Immediately after birth, the stimulatory effect of hCG on the male testis, and the
suppressive effect of placental estrogens and progesterone on the pituitary and hypothalamus are
withdrawn, leading to a rapid rise in gonadotropins. The withdrawal of placental hormones may actually
lead to scant vaginal bleeding in females as well as temporary nipple discharge. The subsequent pattern
of gonadotropin hormone levels and gonadal response differs in infant boys and girls. In girls, there is a
fall in estradiol levels in the first week of life, and then a gradual minimal rise that continues for one to
two years. In boys, testosterone levels rapidly decrease in the first week of life, and then increase to
pubertal levels for two to four months before declining.
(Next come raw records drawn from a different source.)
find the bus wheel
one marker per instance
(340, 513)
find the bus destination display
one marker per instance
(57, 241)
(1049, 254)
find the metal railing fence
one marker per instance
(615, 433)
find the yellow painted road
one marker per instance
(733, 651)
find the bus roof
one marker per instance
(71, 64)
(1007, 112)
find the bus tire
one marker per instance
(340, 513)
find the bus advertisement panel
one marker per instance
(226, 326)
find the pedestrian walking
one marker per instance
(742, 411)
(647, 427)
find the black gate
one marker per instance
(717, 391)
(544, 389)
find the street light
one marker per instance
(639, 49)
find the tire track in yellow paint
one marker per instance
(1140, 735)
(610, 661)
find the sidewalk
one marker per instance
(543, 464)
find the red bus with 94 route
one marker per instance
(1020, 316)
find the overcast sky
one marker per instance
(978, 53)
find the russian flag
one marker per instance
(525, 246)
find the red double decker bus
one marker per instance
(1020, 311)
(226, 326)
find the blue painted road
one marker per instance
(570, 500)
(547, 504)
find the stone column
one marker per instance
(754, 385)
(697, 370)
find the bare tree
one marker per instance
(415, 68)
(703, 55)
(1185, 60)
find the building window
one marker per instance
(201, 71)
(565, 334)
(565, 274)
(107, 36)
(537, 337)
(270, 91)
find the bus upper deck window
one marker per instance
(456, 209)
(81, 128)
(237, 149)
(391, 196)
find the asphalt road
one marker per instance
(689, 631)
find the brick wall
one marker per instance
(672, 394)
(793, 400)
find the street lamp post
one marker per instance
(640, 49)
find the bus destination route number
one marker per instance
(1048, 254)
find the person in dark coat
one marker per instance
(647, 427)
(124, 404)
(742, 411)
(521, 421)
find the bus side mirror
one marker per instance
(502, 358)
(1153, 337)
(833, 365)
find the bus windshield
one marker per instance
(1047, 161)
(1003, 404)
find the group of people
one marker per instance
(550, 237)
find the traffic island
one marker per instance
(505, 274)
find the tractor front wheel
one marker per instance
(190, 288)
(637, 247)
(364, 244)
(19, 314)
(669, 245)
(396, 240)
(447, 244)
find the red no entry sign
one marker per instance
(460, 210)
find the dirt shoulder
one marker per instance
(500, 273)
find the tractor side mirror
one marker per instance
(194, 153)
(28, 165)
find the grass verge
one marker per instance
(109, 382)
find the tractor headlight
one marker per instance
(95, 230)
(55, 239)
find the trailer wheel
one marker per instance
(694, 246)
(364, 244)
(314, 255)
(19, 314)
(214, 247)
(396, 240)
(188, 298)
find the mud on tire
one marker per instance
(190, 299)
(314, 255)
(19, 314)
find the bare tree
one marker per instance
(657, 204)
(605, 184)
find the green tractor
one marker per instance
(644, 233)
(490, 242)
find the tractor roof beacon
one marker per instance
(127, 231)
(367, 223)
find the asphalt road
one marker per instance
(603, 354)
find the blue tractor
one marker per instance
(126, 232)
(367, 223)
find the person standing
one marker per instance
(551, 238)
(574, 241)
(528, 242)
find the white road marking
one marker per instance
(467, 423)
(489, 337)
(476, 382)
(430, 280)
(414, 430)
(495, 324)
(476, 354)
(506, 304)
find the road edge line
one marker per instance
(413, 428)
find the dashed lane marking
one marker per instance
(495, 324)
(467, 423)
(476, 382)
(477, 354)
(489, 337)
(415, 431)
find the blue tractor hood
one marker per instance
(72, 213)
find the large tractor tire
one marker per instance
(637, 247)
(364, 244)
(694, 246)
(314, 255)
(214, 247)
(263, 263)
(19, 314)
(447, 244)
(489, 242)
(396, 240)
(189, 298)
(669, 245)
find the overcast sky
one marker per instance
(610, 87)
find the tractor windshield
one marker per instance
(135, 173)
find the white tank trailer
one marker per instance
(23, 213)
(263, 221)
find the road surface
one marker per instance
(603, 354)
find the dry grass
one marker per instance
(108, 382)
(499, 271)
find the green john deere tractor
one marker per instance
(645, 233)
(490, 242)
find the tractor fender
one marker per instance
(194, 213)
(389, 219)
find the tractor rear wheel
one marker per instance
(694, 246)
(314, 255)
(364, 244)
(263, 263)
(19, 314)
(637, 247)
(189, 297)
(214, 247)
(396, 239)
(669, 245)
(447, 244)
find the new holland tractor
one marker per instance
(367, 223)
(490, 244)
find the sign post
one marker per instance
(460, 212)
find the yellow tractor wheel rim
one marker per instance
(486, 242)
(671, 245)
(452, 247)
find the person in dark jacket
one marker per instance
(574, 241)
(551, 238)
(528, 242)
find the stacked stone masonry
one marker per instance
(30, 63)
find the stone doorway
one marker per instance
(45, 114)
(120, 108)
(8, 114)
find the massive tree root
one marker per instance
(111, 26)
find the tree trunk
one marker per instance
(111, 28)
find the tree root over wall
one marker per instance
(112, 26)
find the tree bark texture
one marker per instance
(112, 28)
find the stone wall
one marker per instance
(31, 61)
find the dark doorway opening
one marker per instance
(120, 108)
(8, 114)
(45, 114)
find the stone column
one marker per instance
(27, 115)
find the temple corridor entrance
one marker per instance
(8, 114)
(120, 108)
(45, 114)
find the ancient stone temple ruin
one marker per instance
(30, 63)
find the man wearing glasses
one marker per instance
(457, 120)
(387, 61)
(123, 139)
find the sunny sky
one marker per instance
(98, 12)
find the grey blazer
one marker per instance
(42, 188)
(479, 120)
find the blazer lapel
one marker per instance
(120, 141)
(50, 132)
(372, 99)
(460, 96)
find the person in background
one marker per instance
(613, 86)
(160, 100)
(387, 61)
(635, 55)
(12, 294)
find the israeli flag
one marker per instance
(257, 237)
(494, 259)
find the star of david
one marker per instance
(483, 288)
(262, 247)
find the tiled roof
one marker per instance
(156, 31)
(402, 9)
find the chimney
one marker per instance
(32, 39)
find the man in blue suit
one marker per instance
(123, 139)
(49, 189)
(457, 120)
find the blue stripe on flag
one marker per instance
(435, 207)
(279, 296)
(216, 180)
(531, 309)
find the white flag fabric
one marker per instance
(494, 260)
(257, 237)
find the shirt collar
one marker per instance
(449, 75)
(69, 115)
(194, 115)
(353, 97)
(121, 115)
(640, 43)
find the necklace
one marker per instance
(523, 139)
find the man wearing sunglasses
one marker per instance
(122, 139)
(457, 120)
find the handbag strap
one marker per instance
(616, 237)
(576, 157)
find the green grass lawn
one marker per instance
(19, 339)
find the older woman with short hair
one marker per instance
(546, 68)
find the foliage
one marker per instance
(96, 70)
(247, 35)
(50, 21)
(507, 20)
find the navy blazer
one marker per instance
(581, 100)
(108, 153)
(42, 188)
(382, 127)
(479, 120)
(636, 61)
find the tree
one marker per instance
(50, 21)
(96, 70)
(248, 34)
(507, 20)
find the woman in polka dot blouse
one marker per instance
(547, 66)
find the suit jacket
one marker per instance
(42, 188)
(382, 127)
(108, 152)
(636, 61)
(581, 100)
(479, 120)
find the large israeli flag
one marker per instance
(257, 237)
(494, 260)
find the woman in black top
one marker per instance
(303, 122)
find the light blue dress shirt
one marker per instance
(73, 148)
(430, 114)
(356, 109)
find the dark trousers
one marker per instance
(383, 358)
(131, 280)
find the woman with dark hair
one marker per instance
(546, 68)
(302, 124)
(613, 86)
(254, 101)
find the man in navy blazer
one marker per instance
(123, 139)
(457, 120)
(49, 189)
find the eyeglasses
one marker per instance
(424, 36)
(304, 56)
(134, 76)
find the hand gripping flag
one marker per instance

The period between infancy and puberty are marked by very low levels of
gonadotropins and gonadal steroids. Even in children without functioning gonads (Turner's Syndrome,
XO gonadal dysgenesis), the gonadotropins remain low suggesting a profound suppression of the
hypothalamic GnRH center. Classic experiments in the rhesus monkey by Knobil (for which the Nobel
Prize in medicine was awarded) reveal that the administration of pulsatile GnRH to the prepubertal
monkey can initiate puberty.
The finding that the administration of pulsatile GnRH can initiate puberty and
experimentally induced lesions in the anterior hypothalamus in animals can cause precocious puberty
suggest that there is an active "off" center which suppresses the pulsatile release of GnRH. Accidents in
nature in humans (hypothalamic tumors, hydrocephalus, epilepsy) can lead to precocious puberty in
boys and girls. To date, no specific locus of suppression which is destroyed by tumors or turned "off" at
puberty has been found in humans.
Human puberty is defined as the transition between the juvenile state and the mature
reproductive state when secondary sex characteristics develop and fertility is achieved. It is composed
of the relatively synchronous processes of adrenarche and gonadarche. Adrenarche occurs usually one
to two years before gonadarche and is independent of gonadarche. Children without functioning gonads
will achieve adrenarche. Puberty includes the adolescent growth spurt, growth of pubic and axillary hair
in males and females, and specific secondary sex characteristics for males and females.
The age of puberty has been decreasing over the past several hundred years of written
documentation in Europe and the United States. Although the age of male puberty is not as well
documented as females, suggestions from northern European village records suggest that the age of
menarche may have declined from as late as 18 to the current 12.8 years. There are clear differences in
racial norms of puberty with African-Americans and Latinos achieving puberty at a slightly earlier age
on average than European- Americans.
The earliest manifestation of puberty in females is adrenarche. The rise in serum DHEA
and DHEAS may have no clinical signs or symptoms, therefore, the first sign of puberty in females is
usually defined as the initiation of breast buds. The breast develops under unopposed low dose
estrogen stimulation for about 2 years before the first menses. During this time, pubic and axillary hair
become evident and there is a growth spurt. Weight gain occurs with increase in height, but also, there
is an increase in body fat as distributed in the breasts, mons pubis, hips and thighs. The vagina lengthens
and becomes rugated and the labia majora and minora become thickened and rugated.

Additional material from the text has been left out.